/CodeClassifier

A machine learning classifier that will tell you what programming language a string is in.

Primary LanguagePython

Alex Matthys Emmett Neyman

Project: Code Classifier

Project Description:

A machine learning classifier that will tell you what programming language an input string corresponds to. Languages which our classifier can recognize include Java, Python, Haskell, and SQL.

How to use our project:

Our project consists of a clean, simple web app. Our web app has one page, with a large user input box asking the user to input a string of code. After inputting some code and clicking the button 'Submit', our program will output which language is believes the inputted string corresponds to. Furthermore, our web app has a history display, which keeps track of and displays to the user the past queries (input string and what the result was).

How we meet the requirements:

Our project uses Machine Learning to put together a Multi Label Classification project, which takes as input a string and decides (based on a large set of training data we have provided and trained our classifier with) which label to assign to this input string (Java, Python, Haskell, or SQL). If the classifier is unable to come to a decisive conclusion, then it outputs that the code is too generic to be classified. We create a custum class called Classifier() within our classifier.py file, which instantiates an instance of the classifier our program uses. This custom class then has an init() function which takes as input the training data and the corresponding training lables, creates a classifier, and trains it with the inputted data. This custom class then has the method predictCode() which takes as input a string, calls .predict on the classifier we created in init(). We then have a returnPrediction() method which returns the label that our ML program has assigned to the input string. Finally, we have defined the magic method str() in such a way that it returns a string of the past queries run against this Classifier object, allowing us to display a user's previous queries on the web app.

Our program uses the following three modules: Flask, SKLearn, and Numpy. Finally, in our file frontend.py, we make use of decorators to route our web app to the correct location, and to accept only the specified requests (Post and Get).

Original Project Proposal (Untouched since the time we submitted this proposal)

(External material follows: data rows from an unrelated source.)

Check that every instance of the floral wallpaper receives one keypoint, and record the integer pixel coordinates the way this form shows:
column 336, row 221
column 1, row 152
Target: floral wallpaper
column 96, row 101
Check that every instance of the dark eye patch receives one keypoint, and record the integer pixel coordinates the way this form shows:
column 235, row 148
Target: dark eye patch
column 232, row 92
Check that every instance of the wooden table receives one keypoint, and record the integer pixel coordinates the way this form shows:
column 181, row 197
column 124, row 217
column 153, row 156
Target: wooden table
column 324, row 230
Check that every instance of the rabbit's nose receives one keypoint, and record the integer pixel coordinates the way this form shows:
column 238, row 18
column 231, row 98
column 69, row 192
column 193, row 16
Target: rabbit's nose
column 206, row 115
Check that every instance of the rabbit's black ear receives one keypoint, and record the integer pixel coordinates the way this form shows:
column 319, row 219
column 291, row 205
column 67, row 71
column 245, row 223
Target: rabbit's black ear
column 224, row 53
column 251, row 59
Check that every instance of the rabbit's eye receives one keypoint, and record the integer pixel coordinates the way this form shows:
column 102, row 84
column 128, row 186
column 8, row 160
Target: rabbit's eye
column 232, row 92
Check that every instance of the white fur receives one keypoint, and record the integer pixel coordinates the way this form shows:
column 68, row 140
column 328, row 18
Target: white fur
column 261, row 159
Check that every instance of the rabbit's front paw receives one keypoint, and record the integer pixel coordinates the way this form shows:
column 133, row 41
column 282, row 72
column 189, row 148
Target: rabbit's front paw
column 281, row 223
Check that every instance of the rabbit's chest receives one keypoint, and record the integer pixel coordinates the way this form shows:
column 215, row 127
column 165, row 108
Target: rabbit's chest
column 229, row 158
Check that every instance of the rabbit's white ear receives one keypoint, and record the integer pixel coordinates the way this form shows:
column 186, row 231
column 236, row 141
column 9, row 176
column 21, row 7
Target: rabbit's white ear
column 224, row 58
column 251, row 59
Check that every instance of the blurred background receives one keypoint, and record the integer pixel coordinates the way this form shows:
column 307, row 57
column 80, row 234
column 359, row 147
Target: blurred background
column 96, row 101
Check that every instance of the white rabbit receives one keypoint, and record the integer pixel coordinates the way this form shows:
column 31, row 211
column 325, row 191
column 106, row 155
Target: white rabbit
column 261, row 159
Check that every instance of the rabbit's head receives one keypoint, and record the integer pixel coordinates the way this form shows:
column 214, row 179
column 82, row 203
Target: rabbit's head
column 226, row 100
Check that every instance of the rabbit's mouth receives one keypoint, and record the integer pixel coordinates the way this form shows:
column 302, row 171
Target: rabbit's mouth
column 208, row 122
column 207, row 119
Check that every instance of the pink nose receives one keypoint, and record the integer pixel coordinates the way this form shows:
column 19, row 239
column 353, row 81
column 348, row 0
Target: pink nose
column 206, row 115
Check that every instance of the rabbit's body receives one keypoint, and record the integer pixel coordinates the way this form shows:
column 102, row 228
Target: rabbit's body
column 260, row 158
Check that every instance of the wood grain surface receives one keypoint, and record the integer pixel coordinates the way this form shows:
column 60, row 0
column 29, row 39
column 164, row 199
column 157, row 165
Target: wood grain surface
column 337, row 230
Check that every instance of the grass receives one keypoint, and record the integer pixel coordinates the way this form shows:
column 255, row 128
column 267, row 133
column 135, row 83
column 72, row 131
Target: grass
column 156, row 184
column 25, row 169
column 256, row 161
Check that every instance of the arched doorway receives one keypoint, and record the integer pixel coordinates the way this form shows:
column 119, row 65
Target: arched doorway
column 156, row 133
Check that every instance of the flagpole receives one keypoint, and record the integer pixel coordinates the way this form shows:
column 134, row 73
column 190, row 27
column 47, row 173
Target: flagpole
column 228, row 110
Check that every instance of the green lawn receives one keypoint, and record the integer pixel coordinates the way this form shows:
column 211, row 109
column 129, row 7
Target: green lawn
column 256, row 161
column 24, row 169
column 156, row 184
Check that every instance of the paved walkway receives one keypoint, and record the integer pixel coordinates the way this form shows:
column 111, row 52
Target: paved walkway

For our project, we want to make a program that uses machine learning to tell you the programming language that a given string is in.For example, the user might give our program the string public static void main(String[] args) and our program would output Java.For our final project, we envision a simple web interface that would allow the user to input their string and would display the result of our classification algorithm. We are a little unsure about what machine learning algorithm to use for this project. We initially thought that K-means clustering would work, but are now unsure since we don't know how we would update the centroids. We then considered supervised algorithms. We understand the k-neighbors concept, and that seems like something we could hard code without using any libraries, but we also started reading about other ways to go about this and came across the Naive Bayes method (although we are unsure exactly how this works). Do you have any advice or suggestions, specifically on how we should go about our ML? Our first goal is to complete the classifier algorithm. After that is complete, we will start working on the web interface, and finally if we have extra time we will work to make the app look pretty.